UFO Experiment Goes Horribly Wrong! (S3, E7) | The Secret of Skinwalker Ranch | The UnXplained Zone
Transcript
[music playing] THOMAS WINTERTON: They're here. TRAVIS TAYLOR: Awesome. THOMAS WINTERTON: I'm excited for their equipment.
TRAVIS TAYLOR: After last week, when Chris Bartel, who worked security on the ranch for Robert Bigelow more than a decade ago, showed us where a cave entrance in the mesa had mysteriously been covered over, we invited a team of
drillers to the ranch to help figure out what the Bigelow team might have wanted to keep hidden.
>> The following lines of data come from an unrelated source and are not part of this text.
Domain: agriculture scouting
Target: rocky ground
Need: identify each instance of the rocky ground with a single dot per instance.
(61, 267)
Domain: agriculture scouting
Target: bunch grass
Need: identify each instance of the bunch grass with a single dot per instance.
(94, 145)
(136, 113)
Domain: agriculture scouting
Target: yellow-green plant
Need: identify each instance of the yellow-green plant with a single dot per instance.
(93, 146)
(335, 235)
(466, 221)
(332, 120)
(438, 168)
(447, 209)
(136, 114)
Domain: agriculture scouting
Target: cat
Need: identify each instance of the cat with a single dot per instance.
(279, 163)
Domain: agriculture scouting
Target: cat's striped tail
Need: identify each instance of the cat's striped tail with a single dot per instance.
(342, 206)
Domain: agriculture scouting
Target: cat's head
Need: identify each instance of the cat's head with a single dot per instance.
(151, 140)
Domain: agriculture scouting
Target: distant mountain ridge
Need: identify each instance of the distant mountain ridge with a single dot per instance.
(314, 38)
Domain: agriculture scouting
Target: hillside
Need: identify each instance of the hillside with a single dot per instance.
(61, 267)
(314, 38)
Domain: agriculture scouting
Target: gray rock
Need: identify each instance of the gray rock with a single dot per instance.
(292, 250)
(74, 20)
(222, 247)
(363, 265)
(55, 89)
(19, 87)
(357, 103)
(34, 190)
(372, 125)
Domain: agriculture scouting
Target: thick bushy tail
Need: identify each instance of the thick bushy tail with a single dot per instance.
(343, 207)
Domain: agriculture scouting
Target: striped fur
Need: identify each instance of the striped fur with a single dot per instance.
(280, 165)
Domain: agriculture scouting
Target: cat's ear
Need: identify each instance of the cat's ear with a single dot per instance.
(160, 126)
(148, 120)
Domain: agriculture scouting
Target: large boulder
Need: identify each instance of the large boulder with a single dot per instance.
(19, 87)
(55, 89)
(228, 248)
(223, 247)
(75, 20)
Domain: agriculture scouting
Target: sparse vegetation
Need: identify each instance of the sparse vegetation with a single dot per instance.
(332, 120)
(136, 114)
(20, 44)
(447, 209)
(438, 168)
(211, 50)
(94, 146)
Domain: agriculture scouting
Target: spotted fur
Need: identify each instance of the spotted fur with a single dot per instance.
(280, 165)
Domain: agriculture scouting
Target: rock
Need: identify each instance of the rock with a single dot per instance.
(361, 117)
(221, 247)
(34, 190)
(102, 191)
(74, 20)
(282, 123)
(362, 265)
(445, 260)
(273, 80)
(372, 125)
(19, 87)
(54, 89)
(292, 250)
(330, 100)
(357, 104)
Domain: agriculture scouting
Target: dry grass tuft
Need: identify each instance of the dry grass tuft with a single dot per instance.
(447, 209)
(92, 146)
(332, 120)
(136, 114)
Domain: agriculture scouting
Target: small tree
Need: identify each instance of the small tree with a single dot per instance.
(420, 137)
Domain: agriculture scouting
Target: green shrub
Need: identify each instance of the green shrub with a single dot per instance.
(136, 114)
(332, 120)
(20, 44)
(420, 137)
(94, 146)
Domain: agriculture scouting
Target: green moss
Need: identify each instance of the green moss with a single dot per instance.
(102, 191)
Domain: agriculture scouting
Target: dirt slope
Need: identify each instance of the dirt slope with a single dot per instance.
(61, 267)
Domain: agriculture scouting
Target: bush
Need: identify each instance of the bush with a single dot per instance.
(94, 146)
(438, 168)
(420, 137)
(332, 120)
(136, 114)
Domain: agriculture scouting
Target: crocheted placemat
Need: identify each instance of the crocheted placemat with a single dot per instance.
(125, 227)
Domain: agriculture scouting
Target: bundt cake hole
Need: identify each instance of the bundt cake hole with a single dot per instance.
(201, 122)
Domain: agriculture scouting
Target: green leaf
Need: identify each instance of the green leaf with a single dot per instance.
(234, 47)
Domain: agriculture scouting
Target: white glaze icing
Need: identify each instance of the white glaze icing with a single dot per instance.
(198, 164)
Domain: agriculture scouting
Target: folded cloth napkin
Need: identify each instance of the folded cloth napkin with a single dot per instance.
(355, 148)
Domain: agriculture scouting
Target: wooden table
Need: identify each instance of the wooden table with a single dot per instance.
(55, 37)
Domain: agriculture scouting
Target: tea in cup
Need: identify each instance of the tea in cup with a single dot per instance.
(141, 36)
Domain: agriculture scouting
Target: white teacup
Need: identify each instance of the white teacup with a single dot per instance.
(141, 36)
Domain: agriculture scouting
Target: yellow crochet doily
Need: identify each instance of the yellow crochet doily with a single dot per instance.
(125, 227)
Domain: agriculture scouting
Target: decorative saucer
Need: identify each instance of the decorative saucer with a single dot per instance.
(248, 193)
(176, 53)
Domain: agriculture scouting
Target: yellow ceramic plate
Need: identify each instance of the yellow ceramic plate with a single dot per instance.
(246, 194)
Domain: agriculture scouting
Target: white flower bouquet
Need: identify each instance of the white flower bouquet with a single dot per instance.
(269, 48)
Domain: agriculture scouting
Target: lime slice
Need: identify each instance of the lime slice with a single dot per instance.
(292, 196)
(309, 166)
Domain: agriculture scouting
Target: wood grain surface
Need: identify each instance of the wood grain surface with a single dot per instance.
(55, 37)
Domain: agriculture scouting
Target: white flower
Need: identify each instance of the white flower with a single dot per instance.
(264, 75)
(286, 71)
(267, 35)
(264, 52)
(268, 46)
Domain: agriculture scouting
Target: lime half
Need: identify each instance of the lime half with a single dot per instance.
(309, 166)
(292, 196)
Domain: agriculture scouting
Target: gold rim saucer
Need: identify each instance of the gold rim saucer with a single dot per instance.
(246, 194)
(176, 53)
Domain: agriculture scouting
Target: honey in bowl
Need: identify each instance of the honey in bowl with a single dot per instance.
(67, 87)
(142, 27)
BRYANT DRAGON ARNOLD: Aaron and his crew from Straight Shot Drilling, they're going to do some horizontal drilling into the side of the mesa.
The way that this horizontal drill works is they're actually going to go down under the road, under this canal, and then be able to maneuver up, and hopefully puncture up into the mesa and see if we find a void there.
How deep are you? 80 feet. You're 80 feet out? DRILLER: Yeah. How many gallons of fluid are we into this now that hasn't come back out? 500 out of this tank, 1,000 out of the last one, and 400 out of the first.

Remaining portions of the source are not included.